A former civil engineer with a quick smile and easy laugh, Usmanov said he entered politics in 1987 to stop what he saw as the destruction of Chechen culture. He was elected to the Chechen Parliament in 1990.

"I love Chechen national architecture - its towers, very nice stone towers, some built 2,000 years ago, some seven stories," he says. "It's hard to find anyplace in the world where simple people, not kings, built such things in the mountains."

But Russians have destroyed most traditional Chechen architecture, he said. "Special KGB units exploded it so that you would have no trace of Chechens. It's their mentality."

Chechnya fought a separatist war in 1994-96 and won Russian agreement that it could handle its own affairs, but then did a poor job.

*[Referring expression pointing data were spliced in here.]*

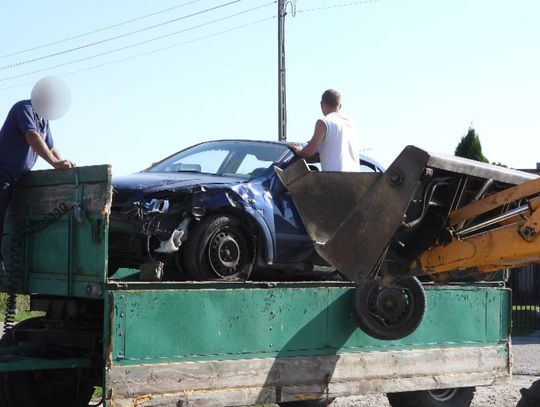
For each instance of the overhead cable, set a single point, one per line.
(117, 61)
(101, 54)
(341, 5)
(91, 44)
(98, 30)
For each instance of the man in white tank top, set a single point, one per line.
(335, 138)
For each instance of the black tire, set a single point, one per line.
(307, 403)
(530, 397)
(218, 249)
(44, 388)
(390, 313)
(455, 397)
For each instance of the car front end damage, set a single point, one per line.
(150, 224)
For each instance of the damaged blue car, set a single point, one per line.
(216, 210)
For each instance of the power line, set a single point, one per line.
(184, 17)
(101, 54)
(152, 52)
(87, 33)
(349, 4)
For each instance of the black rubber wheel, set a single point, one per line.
(307, 403)
(530, 397)
(390, 313)
(44, 388)
(455, 397)
(217, 249)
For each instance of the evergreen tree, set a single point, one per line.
(470, 147)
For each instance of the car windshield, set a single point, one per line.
(242, 159)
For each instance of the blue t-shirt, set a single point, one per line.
(16, 155)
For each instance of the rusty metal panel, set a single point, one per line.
(69, 257)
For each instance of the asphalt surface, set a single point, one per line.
(525, 369)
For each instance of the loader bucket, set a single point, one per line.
(372, 225)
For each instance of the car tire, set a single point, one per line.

Usmanov said he has not been paid since the president sent him $10,000 in the summer of 1998. He gets by on "donations from friends and small jobs" such as a grant he received from a Washington think tank to research Chechen-Russian affairs.

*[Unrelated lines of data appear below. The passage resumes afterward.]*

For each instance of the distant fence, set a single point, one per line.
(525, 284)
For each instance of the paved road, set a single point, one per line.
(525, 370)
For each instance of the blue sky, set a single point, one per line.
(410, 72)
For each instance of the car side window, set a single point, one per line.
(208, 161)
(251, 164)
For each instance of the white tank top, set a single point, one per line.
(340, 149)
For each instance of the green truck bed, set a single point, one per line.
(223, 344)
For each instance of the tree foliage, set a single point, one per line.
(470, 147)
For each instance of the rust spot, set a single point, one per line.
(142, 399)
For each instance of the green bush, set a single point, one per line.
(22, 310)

But his main work is to tell Americans that Chechens are "like any Western population, they have the same mentality, appreciation of the same values, human - rights, liberty, open market," he says, "and we need a helping hand to become part of the West."

He said he did his best - "more than best" - on that chore and on making it clear that Checnhya is eager to negotiate an end to current fighting.

Though he lacks official diplomatic status, Usmanov has had dozens of meetings to make the pitch to State Department officials, legislators and others.

Among them:

-An intelligence officer who said he was surprised to see a Chechen Muslim clean-shaven and looking "like a European." Said Usmanov: "We don't look like Europeans. We ARE Europeans!"

-A State Department official who apologized for not being able to do much for the Chechens. "He talked to me on behalf of the American government from his heart."

-A second department official who looked down his bureaucratic nose.

"Many Americans have ambitions ... or if they have power, they think you are nothing," Usmanov said. "Some of those people - I don't think they are real Americans. I am not nothing. I am a human being."

And, "according to the Chechen Constitution, I'm ambassador."